From service to engagement
Businesses have been forced to refocus CX on digital and self-service and rethink what customer care actually means. What’s more, many of the tools, technologies and techniques that enabled the sector to navigate the last 18 months have put the contact centre on a course of continuing innovation and disruption for the decade ahead.
With consumer behaviour irrevocably changed by recent events, the ways in which businesses use technology to improve customer interactions and brand relationships from now on will prove pivotal for commercial and reputational survival in a new consumer landscape of fragile loyalty and easy switching.

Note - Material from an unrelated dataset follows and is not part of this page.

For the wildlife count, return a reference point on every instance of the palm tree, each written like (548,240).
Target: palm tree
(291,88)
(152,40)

The remote and hybrid models implemented in 2020 will also determine how organisations resource contact centre operations in the future. This will usher in an era of more choice and flexible working options for agents, together with greater operational agility needed to cope with evolving market demands and changing consumer behaviour.
The last 18 months have presented contact centres with an unprecedented opportunity to accelerate Digital Transformation and completely redefine their ability to deliver on changing customer expectations. In the coming years, they will continue to evolve into value-driven customer engagement hubs capable of orchestrating an end-to-end and intuitive customer experience in every channel.